HTTPS SSH

Blazingly fast levenshtein distance function

This is the fastest implementation of the levenshtein distance function I have seen.

It gets it's speed from using very little memory, often keeping the buffer entirely in cache, and reducing the amount of work by skipping any prefix and postfix that won't add to the cost.

What's up with the funky name?

The levenshtein distance function was first described by Vladimir Iosifovich Levenshtein. Vladimir would be a pretty bland name to base a project on, but Iosifovich is very special and anyone who knows Vladimir Iosifovich Levenshtein, and his distance function, have a chance to regonize the purpose of the project just by looking at the name of the project.

Testing

To test, you need catch2 (I guess catch1 will work to, but I haven't tested it). Compiling the test program takes a fairly long time because of the size of catch2.

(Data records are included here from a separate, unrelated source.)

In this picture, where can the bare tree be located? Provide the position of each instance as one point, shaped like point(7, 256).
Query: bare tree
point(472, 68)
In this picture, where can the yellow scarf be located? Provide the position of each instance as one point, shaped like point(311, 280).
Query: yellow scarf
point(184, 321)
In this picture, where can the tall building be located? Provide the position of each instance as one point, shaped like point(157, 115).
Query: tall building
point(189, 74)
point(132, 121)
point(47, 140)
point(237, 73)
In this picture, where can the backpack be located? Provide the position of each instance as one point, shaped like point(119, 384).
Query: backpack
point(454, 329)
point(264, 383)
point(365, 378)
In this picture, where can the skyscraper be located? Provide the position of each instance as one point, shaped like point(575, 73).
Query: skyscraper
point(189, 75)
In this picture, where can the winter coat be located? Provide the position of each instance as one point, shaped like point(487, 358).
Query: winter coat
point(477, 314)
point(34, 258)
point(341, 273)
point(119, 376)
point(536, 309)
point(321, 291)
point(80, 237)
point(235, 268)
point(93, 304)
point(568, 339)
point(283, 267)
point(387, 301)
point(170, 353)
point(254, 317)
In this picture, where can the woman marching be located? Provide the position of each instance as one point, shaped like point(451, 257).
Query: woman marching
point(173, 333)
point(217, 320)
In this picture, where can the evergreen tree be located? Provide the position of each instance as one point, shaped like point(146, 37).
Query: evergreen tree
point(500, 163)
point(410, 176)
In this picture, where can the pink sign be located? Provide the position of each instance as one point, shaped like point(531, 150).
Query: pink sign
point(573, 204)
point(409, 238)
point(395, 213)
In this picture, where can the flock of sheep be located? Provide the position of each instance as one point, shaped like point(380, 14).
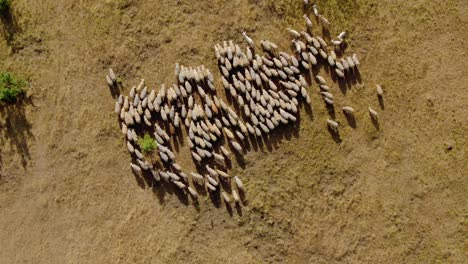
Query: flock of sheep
point(266, 85)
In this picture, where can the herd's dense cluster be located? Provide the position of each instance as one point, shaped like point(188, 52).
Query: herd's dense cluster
point(266, 86)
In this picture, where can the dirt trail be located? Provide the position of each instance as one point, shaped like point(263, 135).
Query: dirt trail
point(394, 195)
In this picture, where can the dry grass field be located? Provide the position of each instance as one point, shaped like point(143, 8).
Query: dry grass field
point(393, 195)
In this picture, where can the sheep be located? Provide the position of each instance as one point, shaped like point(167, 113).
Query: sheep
point(324, 21)
point(192, 192)
point(140, 85)
point(236, 146)
point(327, 95)
point(211, 180)
point(222, 174)
point(218, 157)
point(345, 65)
point(156, 175)
point(331, 61)
point(323, 54)
point(130, 147)
point(308, 22)
point(239, 183)
point(348, 110)
point(373, 114)
point(315, 10)
point(176, 166)
point(211, 171)
point(248, 40)
point(236, 197)
point(321, 80)
point(209, 186)
point(332, 125)
point(135, 168)
point(179, 184)
point(124, 128)
point(164, 175)
point(197, 176)
point(350, 62)
point(143, 165)
point(379, 90)
point(163, 156)
point(109, 81)
point(226, 197)
point(355, 60)
point(339, 73)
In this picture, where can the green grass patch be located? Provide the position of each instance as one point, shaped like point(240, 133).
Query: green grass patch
point(147, 144)
point(11, 87)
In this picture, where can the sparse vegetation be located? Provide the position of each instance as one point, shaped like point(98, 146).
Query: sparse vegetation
point(11, 87)
point(147, 144)
point(4, 6)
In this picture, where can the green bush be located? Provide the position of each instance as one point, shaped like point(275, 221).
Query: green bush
point(4, 6)
point(11, 87)
point(147, 144)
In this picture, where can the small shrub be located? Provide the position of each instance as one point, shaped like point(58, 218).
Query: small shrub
point(11, 87)
point(147, 143)
point(4, 6)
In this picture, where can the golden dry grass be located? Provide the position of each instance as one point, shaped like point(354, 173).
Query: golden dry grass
point(397, 195)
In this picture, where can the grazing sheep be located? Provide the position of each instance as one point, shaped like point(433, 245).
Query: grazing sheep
point(209, 186)
point(197, 176)
point(236, 146)
point(130, 147)
point(248, 40)
point(135, 168)
point(239, 183)
point(339, 73)
point(379, 90)
point(192, 192)
point(226, 197)
point(373, 114)
point(321, 80)
point(308, 22)
point(348, 110)
point(332, 124)
point(315, 10)
point(355, 60)
point(179, 184)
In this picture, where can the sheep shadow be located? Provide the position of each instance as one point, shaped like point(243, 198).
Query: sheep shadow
point(15, 129)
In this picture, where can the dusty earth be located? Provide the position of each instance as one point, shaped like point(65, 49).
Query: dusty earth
point(393, 195)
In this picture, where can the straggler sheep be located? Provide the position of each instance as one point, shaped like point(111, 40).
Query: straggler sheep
point(239, 183)
point(379, 90)
point(248, 40)
point(308, 22)
point(226, 197)
point(109, 81)
point(321, 80)
point(373, 114)
point(339, 73)
point(332, 124)
point(197, 176)
point(192, 192)
point(130, 147)
point(237, 146)
point(355, 60)
point(236, 196)
point(135, 168)
point(179, 184)
point(211, 180)
point(348, 110)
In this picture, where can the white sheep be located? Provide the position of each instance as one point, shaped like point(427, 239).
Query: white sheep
point(248, 40)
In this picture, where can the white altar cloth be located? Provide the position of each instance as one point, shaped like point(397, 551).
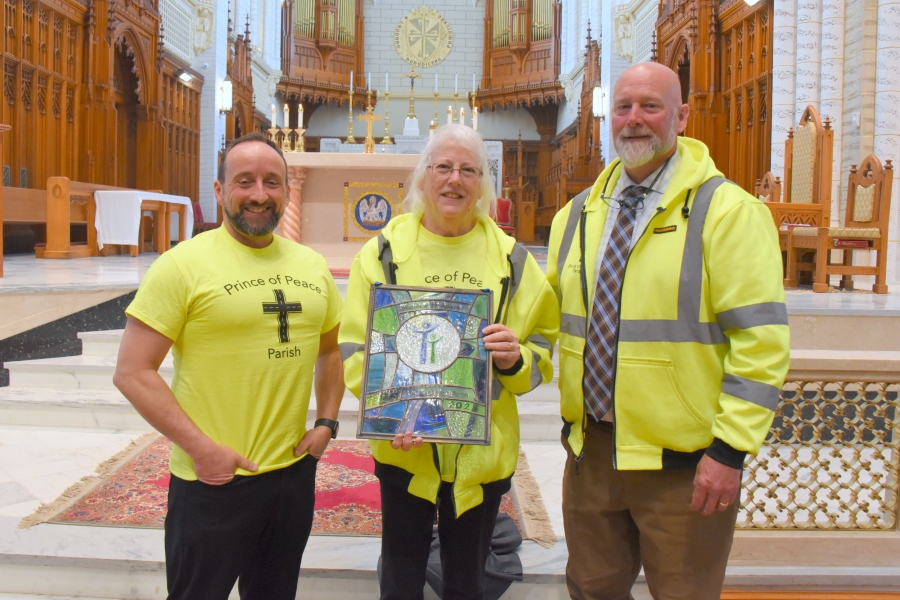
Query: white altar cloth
point(118, 216)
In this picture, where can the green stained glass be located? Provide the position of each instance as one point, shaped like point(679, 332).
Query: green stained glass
point(459, 373)
point(472, 324)
point(458, 423)
point(385, 320)
point(480, 307)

If you can think of a test case that is missing, let me know.

Acknowledgement

If you decide to use this function, let me know. I don't really have any need for it myself and I would love to hear about people who actually does use it.

Benchmarking

I've implemented the classic recursive algorithm as well as the most common opitmization, based on dynamic programming. Neither of these implementations have had any optimization done to them.

I've benchmarked the three versions of the Levenshtein distance function against each other by running through /usr/shared/dict/linux.words on my computer, running Fedora 28 on an Intel Core i7-4790 of a Samsung 840 Evo SSD.

Each benchmark is done by reading the word list into a vector of strings and then comparing each string in the vector to every string in the same vector. To get more than just a single datapoint, I've made a test with a limit on the number of words. I've run a set of benchmarks for 10, 50, 100, 500, 1000, 5000, 10000.

Compiling the benchmarks programs, I used GCC 8.0.1 and compiled it with -O3 -std=c++17.

#words classic dynamic iosifovich
10 0.029s 0.002s 0.001s
50 0.101s 0.001s 0.001s
100 0.390s 0.003s 0.002s
500 DNF 0.098s 0.016s
1000 DNF 0.372s 0.077s
5000 DNF 11.353s 2.204s
10000 DNF 42.931s 8.755s
50000 DNF 1106.787s 236.294s

The classic version was unable to handle more than 100 words before getting too slow have any practical value. On the other hand, on random input (basically), iosifovich outperformed the dynamic version by a factor of nearly 5. With many strings that share a common prefix or common suffix, this difference will only become greater.

How does it differ from other implementations ?

The classic function as described is an exponentialy growing function that takes forever to do anything.

Using dynamic programming this can easily be reduced to O(l_1 * l_2), where l1 and l2 are the lengths of the strings to compare, by creating an (l1 + 1) * (l2 + 1) matrix, filling it out and returning the lower right value of the matrix.

A few people figured out that you only need two lines of data; the one you're updating now and the previous one.

That's the best I have seen anyone do before I made this implementation.

The (l1 + 1) * (l2 + 1) matrix can be reduced to a single line -- rather than the two lines that others have used. This greatly improves performance -- on my machine, this doubled the throughput. The point is, you only really need to know the three values when you want to update a cell in the matrix and you can keep two of them in a buffer, while keeping the third value in a fixed location.

In reality, this is often far more than you actually need. By checking for common prefix and postfixes, you can reduce the size of the strings you need to check by a fair amount. If the strings are identical, or near identical, the work required tends towards O(n).

Observing that the cost is at least the distance between the lengths of the strings, the cost can be reduced even further.

The total cost can thus be transformed from an awful, expoential function, to O(l1 * l2) and further to O(n), where n is the length of the infix which doesn't include the longest common pre- or postfix.

Some of these optimizations eleminates the ability to do backtracking, which means it's not supported.